Contact: Simon Jennings
Telephone: 07786 445200
info@plymouthshotokan.co.uk

Class Times and Session Information

Monday: 7.00pm – 8.30pm - Sir John Hunt Community College Gym, Lancaster Gdns, Whitleigh, Plymouth PL5 4AA
Wednesday: 7.30pm – 9.00pm - Blisland Village Hall, Blisland, Bodmin, PL30 4JY


A 2nd nights training in Plymouth coming soon

 

At Plymouth Shotokan Karate Centre we structure our classes along the guidelines as laid down by the Japan Karate Association England to whom we are affiliated.

Each session normally involves some practice of kihon (techniques), kumite (sparring) and kata (pre-arranged forms). Some sessions will be based more exclusively on one or other of the 3 k's and sometimes are based on self defence scenarios.

All sessions start with a comprehensive warm up to ensure all elements of the body are stretched ready for training, from there each of the below training methods commence.

Kihon - This is the practice of basic karate techniques and the student will learn all the basic blocks, strikes, punches and kicks that make up the karatekas arsenal of weapons. Then as the student advances, combinations of these techniques are practiced. Also important in learning these techniques are the various stances that karate techniques are delivered from. Students will also learn how to develop their kime, which is so important in karate.

Kumite - This is sparring practice, where the student actually faces an opponent and practices the techniques that have been learnt. At first students will pratice gohon and sanbon kumite (3 or 5 step sparring), which is a pre arranged sequence of attacks and defence in order that the beginner may develop his/her sparring skills in a controlled safe manner. Later the student goes on to learn ippon kumite, one step sparring where more defence and attack moves are developed. Then the student goes on to practice semi free sparring where prearranged attacks are delivered from a moving, free stance. Once a student has developed the sufficient techniques, and self control, jiyu kumite, freestyle sparring can be practiced. Here any attack can be launched without warning, and all the elements learnt in the previous types of sparring such as timing, distancing, control, and speed all come into play. It is much like a boxing match but with all the elements of karate techniques utilised.

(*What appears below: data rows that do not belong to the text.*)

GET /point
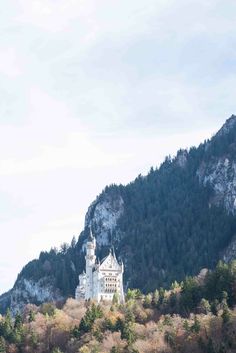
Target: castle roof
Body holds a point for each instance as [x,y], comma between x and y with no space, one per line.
[90,237]
[110,262]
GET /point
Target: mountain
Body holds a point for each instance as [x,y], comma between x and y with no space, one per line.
[171,223]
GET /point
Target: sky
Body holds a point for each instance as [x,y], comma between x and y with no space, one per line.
[96,92]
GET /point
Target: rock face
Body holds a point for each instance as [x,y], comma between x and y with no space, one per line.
[221,176]
[103,215]
[171,223]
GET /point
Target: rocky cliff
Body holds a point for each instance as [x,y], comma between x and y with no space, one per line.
[171,223]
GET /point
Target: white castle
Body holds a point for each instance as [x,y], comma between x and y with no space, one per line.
[101,280]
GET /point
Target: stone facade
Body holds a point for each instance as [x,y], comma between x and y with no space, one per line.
[101,280]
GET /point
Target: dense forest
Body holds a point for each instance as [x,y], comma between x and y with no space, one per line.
[171,226]
[196,315]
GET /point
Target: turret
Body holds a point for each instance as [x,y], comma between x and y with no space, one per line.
[90,263]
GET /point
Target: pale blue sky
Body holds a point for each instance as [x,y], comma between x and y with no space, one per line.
[95,92]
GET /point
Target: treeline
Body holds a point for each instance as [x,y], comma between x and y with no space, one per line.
[170,227]
[195,315]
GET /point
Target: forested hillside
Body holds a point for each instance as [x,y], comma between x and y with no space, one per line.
[196,315]
[166,225]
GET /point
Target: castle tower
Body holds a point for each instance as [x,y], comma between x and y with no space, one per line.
[90,263]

Kata - are a series of prearranged techniques of blocking, striking, punching and kicking, set in certain set sequences. Whilst performing the kata, the student should visualise the movements as though against multiple opponents. Each kata has a name, and will emphasise different characteristics. Some kata will develop a students' physical strength, others develop speed. All kata foster rhythm and coordination. All the techniques of karate are housed within the kata.

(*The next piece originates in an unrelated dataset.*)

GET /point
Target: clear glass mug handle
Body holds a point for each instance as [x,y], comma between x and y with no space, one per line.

There are 26 kata practiced in the JKA Shotokan system today, although there are many more kata in existence. Kata have been practiced for centuries, and until relatively recently, it was the only form of practice for karate students. Many of the kata have been handed down over generations, and many were closely guarded secrets held by the school or ryu that developed them. Many of the kata came originally from China, others were developed by the Okinawan masters such as Azato and Itosu.

Of the three k's (kihon, kumite & kata), kata is probably the most important aspect of karate. Not only do they contain the whole multitude of karate techniques such as locks, grasping, kicks etc, but the student can exercise them fully without any control (unlike kumite) and can develop kime, zanshin (awareness), fluidity of movement, strength, stamina, in fact all the things that go to make a formidible karateka. It follows that someone who is good at kata, will naturally become good at kumite also.